Bullying incidents between students are well publicized. Less often though do we hear about the more discreet experience of professionals who suffer at the hands of a colleague. Statistics on the number of bullied teachers are hard to come by, but a 2010 study reveals that one in three teachers claim to have been bullied at school.
Many of us rack our brains trying to figure out why bullies do what they do. Are they threatened by us? Jealous, maybe? Do they victimize us because they were once victims? Trying to figure out “why” is exhausting and more often than not, futile. What you can control is how you react and whether or not you inadvertently feed a bully’s motivations. Below you will find a few strategies to help you disarm bullies.
Make an abrupt exit
Bullies count on their victim’s politeness and exploit it. There are simple ways that you can still be courteous and assertive. You may need to tailor your response to the situation, but try a variation on one of the below responses. In the middle of the confronter’s sentence, calmly and without emotion say,
“Excuse me, but I am expecting a phone call.”

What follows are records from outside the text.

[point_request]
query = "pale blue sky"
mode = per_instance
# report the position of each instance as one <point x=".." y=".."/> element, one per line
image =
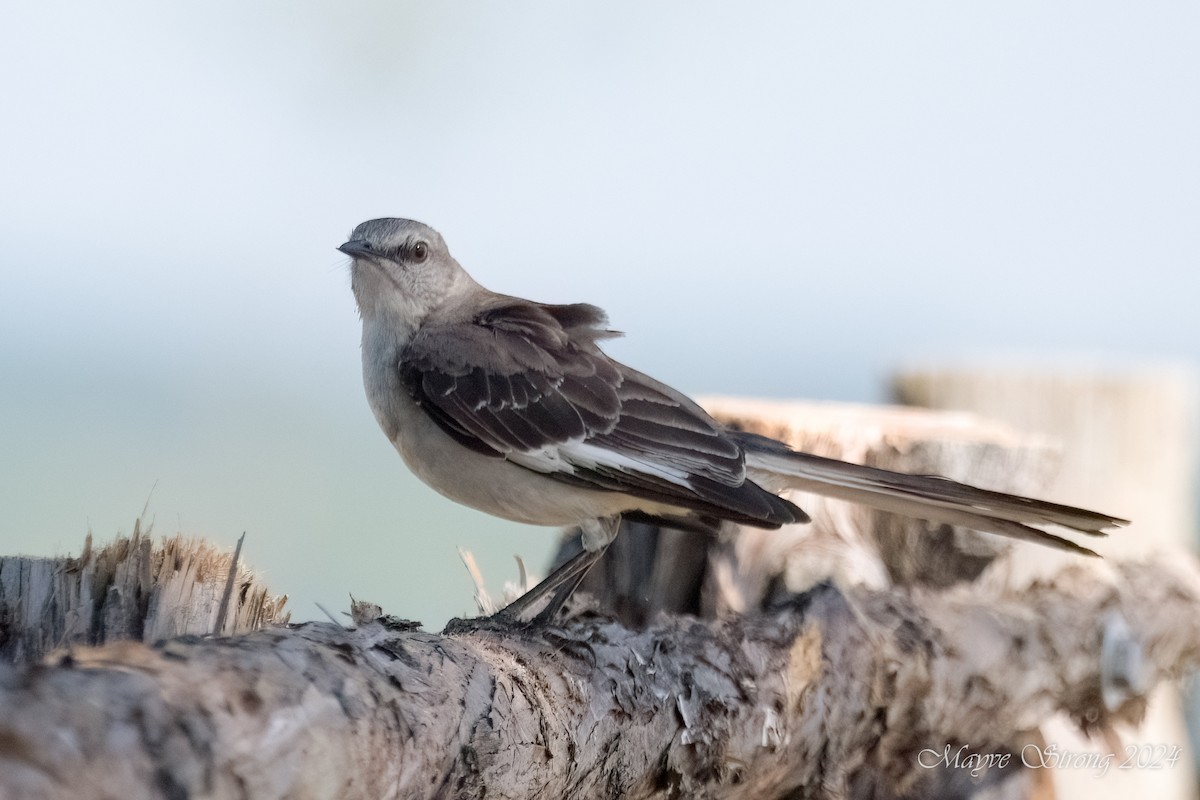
<point x="781" y="199"/>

“I’d like to talk more about this, but now is not a good time.”
If the confronter calms down and agrees to speak later, set up a specific time to speak. If he or she continues talking, calmly make your exit and say, “I’ll plan on speaking to you tomorrow at the agreed time.”
Why ask “Why?”
A more assertive approach is to repeatedly ask “Why?” You’ll want to vary the phrasing, but here are a few examples:
“What makes you say that?”
“I hear what you’re saying, but can you help me understand more?”
“When did you start feeling this way?”
“Can you be more specific about ________?”
“Can you define what you mean by ____________?”
Turn a one-sided confrontation into a conversation that you can continue to control with Socratic questions.
Use reflective listening techniques
Most psychologists use reflective listening techniques for a couple of reasons. First, because they let the client know that the psychologist is paying attention; second, they provoke clients into further developing their thoughts. All you have to do is paraphrase what the bully said and repeat it back to him or her.
“So what I’m hearing you say is that…”
“So you believe that I should be doing…”
“I want to make sure that I understand: You’re saying that…”
“So you feel that…”
Things not to do
Don’t act defensive: Acting defensive suggests that you did something wrong.
Don’t be timid: Timidity suggests that you are insecure and can be easily manipulated.
Don’t be fooled: Accepting what a bully says at face value will make you appear naïve.